Spettacolo a Firenze tra i vagoni ferroviari
Invece del palco, il piano di un vagone merci (di quelli "nudi") con due sedie alte e un leggio. Invece delle quinte, due vecchie, splendide locomotive a vapore, su un binario più vicino alla "platea" che contiene 2000 persone. Le luci che illuminano lui, il mattatore, Marco Paolini, sono sulla testa di due locomotori posti su un altro binario ancora: un diesel e un modello del 1935, a corrente.
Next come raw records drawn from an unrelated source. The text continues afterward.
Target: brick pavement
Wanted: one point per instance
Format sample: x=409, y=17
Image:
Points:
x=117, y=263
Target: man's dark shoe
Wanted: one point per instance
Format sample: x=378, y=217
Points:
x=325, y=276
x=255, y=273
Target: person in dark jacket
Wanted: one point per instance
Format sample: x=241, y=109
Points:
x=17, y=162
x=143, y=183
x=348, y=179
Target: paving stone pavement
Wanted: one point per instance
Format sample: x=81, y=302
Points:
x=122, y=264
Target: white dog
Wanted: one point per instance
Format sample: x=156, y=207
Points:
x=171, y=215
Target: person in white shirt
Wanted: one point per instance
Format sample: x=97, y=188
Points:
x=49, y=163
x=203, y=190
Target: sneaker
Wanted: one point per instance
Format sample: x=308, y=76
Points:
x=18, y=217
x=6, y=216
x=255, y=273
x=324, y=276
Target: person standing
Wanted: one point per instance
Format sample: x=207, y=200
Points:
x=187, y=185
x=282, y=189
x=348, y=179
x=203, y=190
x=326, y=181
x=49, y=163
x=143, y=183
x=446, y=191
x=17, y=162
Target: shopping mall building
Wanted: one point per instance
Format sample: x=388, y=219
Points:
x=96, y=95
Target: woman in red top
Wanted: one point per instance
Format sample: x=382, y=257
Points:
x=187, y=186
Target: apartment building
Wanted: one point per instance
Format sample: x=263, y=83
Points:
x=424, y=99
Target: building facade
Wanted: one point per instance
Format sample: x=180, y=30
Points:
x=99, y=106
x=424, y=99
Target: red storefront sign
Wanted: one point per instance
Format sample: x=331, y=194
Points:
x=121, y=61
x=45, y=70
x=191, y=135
Infine, invece del fondale, della scena, vecchi vagoni di terza classe, verdi, che un bagno di luce colorata rende una presenza strana, suggestiva, di grande fascino. Come lo è - del resto - tutto l'allestimento di questa "replica" particolare di "Stazioni di transito", nuovo "album di storie" e nuovo assolo di Paolini, ambientato, in omaggio al punto di partenza "ferroviario" di questo racconto, al deposito vagoni di Porta a Prato, presso l'ex stazione Leopolda.
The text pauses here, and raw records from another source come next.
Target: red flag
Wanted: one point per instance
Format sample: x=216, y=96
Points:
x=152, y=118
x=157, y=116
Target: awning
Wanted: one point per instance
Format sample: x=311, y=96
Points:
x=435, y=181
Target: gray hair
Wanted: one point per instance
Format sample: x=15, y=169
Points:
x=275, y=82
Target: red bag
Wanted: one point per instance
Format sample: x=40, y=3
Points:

L'evento c'è, non c'è dubbio, per l'unicità dell'occasione - tra la cornice e il maxipubblico - e perché le capacità di Paolini non si discutono: la sua arte di raccontare, di evocare con raffinatezza sottile e insieme con vivacità corposa, la sua simpatia nell'intrattenere si confermano anche nelle parti più "leggere", scorrevoli, di questa lunga galoppata nel ricordo, fatta di episodi tra i quali ogni collegamento si perde. Ma, come già notato altre volte, la statura di Paolini si avverte soprattutto quando il viaggio nella memoria tocca toni più profondi, "seri", oppure nostalgici, e quando dai ricordi individuali si passa al rivivere momenti tragici della nostra storia recente, magari eventi che gridano ancora vendetta. É questo Paolini drammatico, ispirato e poetico oppure politico, "civile", quello che merita di più il suo successo; e non lo diciamo perché nostalgici ad ogni costo del suo mitico "Vajont".